Hello,
I am interested in heart expression in embryonic tissue. I am using the variant prediction scores in this way:
variant = genome.Variant(
chromosome=chrom,
position=pos,
reference_bases=ref,
alternate_bases=alt,
)
interval = variant.reference_interval.resize(dna_client.SEQUENCE_LENGTH_1MB)
variant_scores = dna_model.score_variant(
interval=interval,
variant=variant,
variant_scorers=[variant_scorers.RECOMMENDED_VARIANT_SCORERS['RNA_SEQ']],
)
df_scores = variant_scorers.tidy_scores(variant_scores)
ontology_terms = ['UBERON:0000948'] # heart
However, looking at the df scores, there is no filter for biosample_life_stage which we can see elsewhere.
I can see this info in variant_scores:
variant_scores[0].var[variant_scores[0].var['ontology_curie'] == 'UBERON:0000948']

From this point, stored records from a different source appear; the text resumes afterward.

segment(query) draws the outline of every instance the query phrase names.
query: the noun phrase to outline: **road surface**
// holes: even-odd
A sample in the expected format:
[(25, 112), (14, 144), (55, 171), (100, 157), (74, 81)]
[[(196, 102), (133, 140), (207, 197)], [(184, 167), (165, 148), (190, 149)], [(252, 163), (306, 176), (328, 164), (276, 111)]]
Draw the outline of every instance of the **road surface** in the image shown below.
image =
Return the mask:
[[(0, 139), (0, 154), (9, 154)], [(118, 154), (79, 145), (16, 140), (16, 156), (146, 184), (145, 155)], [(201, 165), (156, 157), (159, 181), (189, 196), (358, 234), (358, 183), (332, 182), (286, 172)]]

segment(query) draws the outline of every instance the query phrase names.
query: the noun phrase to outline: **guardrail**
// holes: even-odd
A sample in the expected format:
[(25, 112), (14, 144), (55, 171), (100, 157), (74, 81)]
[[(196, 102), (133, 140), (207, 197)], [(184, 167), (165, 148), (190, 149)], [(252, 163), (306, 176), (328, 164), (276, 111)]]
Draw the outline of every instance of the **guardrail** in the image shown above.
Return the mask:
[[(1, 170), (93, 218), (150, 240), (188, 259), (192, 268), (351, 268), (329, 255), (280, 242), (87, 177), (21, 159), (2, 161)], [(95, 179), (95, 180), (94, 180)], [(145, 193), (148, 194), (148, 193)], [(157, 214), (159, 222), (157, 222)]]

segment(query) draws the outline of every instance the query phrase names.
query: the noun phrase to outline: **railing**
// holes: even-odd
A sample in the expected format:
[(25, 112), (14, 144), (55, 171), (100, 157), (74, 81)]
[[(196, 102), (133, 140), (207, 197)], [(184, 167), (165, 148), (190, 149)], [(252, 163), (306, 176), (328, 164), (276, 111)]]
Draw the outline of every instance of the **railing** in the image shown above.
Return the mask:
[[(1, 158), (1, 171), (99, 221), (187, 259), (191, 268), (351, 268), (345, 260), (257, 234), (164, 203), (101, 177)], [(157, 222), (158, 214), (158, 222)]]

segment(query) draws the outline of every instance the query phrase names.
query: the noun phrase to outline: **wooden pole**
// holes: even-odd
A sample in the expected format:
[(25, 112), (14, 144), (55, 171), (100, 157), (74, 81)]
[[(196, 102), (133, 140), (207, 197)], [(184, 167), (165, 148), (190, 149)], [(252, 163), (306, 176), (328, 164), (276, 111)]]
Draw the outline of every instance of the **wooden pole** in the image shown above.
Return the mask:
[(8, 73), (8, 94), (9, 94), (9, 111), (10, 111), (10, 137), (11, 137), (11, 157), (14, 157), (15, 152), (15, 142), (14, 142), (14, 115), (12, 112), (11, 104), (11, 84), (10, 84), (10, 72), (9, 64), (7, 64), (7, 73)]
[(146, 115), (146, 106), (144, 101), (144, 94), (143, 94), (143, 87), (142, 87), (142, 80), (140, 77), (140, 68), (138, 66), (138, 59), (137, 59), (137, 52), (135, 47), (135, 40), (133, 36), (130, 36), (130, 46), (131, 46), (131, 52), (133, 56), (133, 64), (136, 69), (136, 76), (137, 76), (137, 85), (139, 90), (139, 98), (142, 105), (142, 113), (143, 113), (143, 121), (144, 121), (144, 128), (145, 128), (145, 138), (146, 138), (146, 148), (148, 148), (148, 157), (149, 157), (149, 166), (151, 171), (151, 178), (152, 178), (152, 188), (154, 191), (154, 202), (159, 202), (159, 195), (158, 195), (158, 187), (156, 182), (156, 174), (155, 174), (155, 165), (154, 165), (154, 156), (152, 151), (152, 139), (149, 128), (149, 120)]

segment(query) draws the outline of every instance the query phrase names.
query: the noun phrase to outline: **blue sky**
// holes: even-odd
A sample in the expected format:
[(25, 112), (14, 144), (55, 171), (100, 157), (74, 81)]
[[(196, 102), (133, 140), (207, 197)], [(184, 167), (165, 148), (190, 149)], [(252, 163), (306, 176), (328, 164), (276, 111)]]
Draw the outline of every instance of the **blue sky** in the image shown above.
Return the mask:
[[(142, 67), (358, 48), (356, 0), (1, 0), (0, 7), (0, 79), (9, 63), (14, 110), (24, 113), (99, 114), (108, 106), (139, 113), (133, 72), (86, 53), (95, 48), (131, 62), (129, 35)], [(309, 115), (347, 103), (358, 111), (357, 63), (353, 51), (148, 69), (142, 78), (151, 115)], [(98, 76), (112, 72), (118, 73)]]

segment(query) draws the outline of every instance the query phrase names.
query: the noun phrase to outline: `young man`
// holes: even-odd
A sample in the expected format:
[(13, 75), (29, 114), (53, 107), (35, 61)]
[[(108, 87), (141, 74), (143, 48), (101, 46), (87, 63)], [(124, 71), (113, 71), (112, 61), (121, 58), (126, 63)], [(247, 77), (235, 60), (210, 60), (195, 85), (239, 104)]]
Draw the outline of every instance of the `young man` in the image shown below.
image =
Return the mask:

| name | strand | Assay title | ontology_curie | biosample_name | biosample_type | biosample_life_stage | gtex_tissue | data_source | endedness | genetically_modified | nonzero_mean | |
|---|---|---|---|---|---|---|---|---|---|---|---|---|
| 182 | UBERON:0000948 polyA plus RNA-seq | + | polyA plus RNA-seq | UBERON:0000948 | heart | tissue | adult | encode | paired | False | 0.340610 | |
| 183 | UBERON:0000948 total RNA-seq | + | total RNA-seq | UBERON:0000948 | heart | tissue | adult | encode | paired | False | 0.087664 | |
| 453 | UBERON:0000948 polyA plus RNA-seq | - | polyA plus RNA-seq | UBERON:0000948 | heart | tissue | adult | encode | paired | False | 0.340610 | |
| 454 | UBERON:0000948 total RNA-seq | - | total RNA-seq | UBERON:0000948 | heart | tissue | adult | encode | paired | False | 0.087664 | |
| 595 | UBERON:0000948 polyA plus RNA-seq | . | polyA plus RNA-seq | UBERON:0000948 | heart | tissue | embryonic | encode | single | False | 0.467385 |
So from the df_scores output I can infer that if I filter to non stranded, I am always looking at the embryonic tissue track:
df_scores[(df_scores['ontology_curie'] == 'UBERON:0000948') & (df_scores['track_strand'] == '.')]
However, I’m not sure how robust this is for any result. Is there a better way to directly filter to the track I want based on life stage? Or am I misunderstanding the output. Please let me know. Thanks!